Roeland Park considers banning smoking in public parks — which Johnson County cities already do?

The idea of making public parks completely tobacco free appears to have support from Roeland Park residents, with more than 70% of respondents to recent citizen surveys saying they were either "supportive" or "very supportive" of such a policy. Photo credit Shannon Holman/Flickr. Used under a Creative Commons license.

Roeland Park could soon become the next Johnson County city to ban smoking and all tobacco products in or near its public parks.

Five councilmembers at a city council workshop this week voiced support for bringing such a measure to the full council for consideration. Ward 2 Councilmember Jennifer Hill said she preferred a smoking ban in all parks “as we would in any public domain, any public property.”

“Really, I think at this point in 2021, the only place that smoking is allowed is in your own home, and that is to protect other people and the environment,” Hill said.

If enacted, Roeland Park wouldn’t be the first Johnson County to ban smoking in its public parks.

The Public Health Law Center issued a report in February 2019 on tobacco-free parks policies that identified 33 city and county jurisdictions in Kansas, including Lenexa and Westwood Hills.

Other Kansas cities with tobacco-free parks include Atchison, Great Bend, Hutchinson and Lawrence.

Citizen surveys show support for idea

The idea appears to have the backing of residents.

A question on the 2019 Citizen Survey — “How supportive are you of making all the parks in the City of Roeland Park smoke free?” — received 604 responses, according to council documents and Assistant City Administrator Jennifer Jones-Lacy.

Excluding 19 respondents who said they didn’t know, 60% said they were very supportive, 17% were neutral and 12% were supportive.

On the other hand, just 6% were not supportive and 5% were not at all supportive.

Mayor Mike Kelly, who also supports a smoking ban in all parks, said data from the American College of Cardiology showed smoking bans significantly reduced heart attack risk, especially among young people and nonsmokers.

He asked whether having designated smoking areas at smaller parks would negatively affect “others that prefer a smoke-free environment.”

Councilmembers consider two alternatives

Ward 1 Councilmember Tom Madigan said that the city’s Parks and Trees Committee voted earlier this month to ban smoking only in specific areas of parks and that he agreed with that policy.

The committee recommended limiting smoking within 15 feet of park features including playgrounds, restrooms, courts and shelters, rather than designating specific smoking areas, according to council documents.

“I think we have to remember that we are a city for all ages, and there are young people and old people that smoke,” Madigan said. “I have no problem banning it anywhere that children are playing or the bathrooms, the pavilion, anything like that.
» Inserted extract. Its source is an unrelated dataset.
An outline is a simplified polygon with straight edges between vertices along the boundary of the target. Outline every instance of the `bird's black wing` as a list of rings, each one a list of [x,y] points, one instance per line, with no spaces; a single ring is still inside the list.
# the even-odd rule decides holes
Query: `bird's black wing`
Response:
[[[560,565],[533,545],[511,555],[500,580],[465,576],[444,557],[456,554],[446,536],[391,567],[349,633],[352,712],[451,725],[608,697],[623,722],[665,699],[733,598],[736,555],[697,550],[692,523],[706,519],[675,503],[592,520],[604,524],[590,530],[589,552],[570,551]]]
We still have to accommodate other people. And let’s not forget we’re out in the open air.”

But Ward 2 Councilman Benjamin Dickens countered, saying, “Smoke doesn’t stay in designated areas; it fills the space.”
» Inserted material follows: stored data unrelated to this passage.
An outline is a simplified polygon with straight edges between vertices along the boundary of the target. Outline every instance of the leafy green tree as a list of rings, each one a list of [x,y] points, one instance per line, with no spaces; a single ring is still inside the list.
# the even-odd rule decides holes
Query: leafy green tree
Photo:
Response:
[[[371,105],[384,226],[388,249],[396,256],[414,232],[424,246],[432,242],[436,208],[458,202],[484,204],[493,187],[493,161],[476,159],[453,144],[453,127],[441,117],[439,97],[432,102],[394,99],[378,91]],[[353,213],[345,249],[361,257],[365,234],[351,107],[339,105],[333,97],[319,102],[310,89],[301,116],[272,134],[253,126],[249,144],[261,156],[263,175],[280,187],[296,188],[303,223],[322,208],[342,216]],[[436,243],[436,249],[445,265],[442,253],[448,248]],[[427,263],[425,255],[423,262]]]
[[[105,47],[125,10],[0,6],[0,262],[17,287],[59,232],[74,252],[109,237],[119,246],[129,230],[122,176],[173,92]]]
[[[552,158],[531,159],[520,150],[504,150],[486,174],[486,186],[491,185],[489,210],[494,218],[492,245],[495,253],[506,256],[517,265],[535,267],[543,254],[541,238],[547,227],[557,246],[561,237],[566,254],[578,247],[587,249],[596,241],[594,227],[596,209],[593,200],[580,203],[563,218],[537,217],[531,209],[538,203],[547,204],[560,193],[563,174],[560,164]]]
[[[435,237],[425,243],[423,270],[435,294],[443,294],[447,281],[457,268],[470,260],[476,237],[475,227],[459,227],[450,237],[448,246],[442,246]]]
Councilmembers considered two sample smoking ordinances, one completely banning smoking in parks and the other allowing designated smoking areas.

Both ordinances define tobacco products as “any product containing, made, or derived from tobacco or nicotine that is intended for human consumption, whether smoked, heated, chewed, absorbed, dissolved, inhaled, snorted, sniffed, or ingested by any other means, including but not limited to, cigarettes, e-cigarettes, cigars, chewing, tobacco, pipe tobacco, and snuff.”

Fines possible

Both sample ordinances stipulate the following maximum fines plus court costs:

  • First violation: $100
  • Second violation within one year of the first: $200
  • Third or subsequent violation within one year of the first: $500

Ward 1 Councilmember Jan Faidley asked whether Roeland Park Police would realistically be able to patrol parks for smokers.

Ward 4 Councilmember Jim Kelly said that in addition to an ordinance imposing fines, enforcement “would also give our bike patrol something to do.”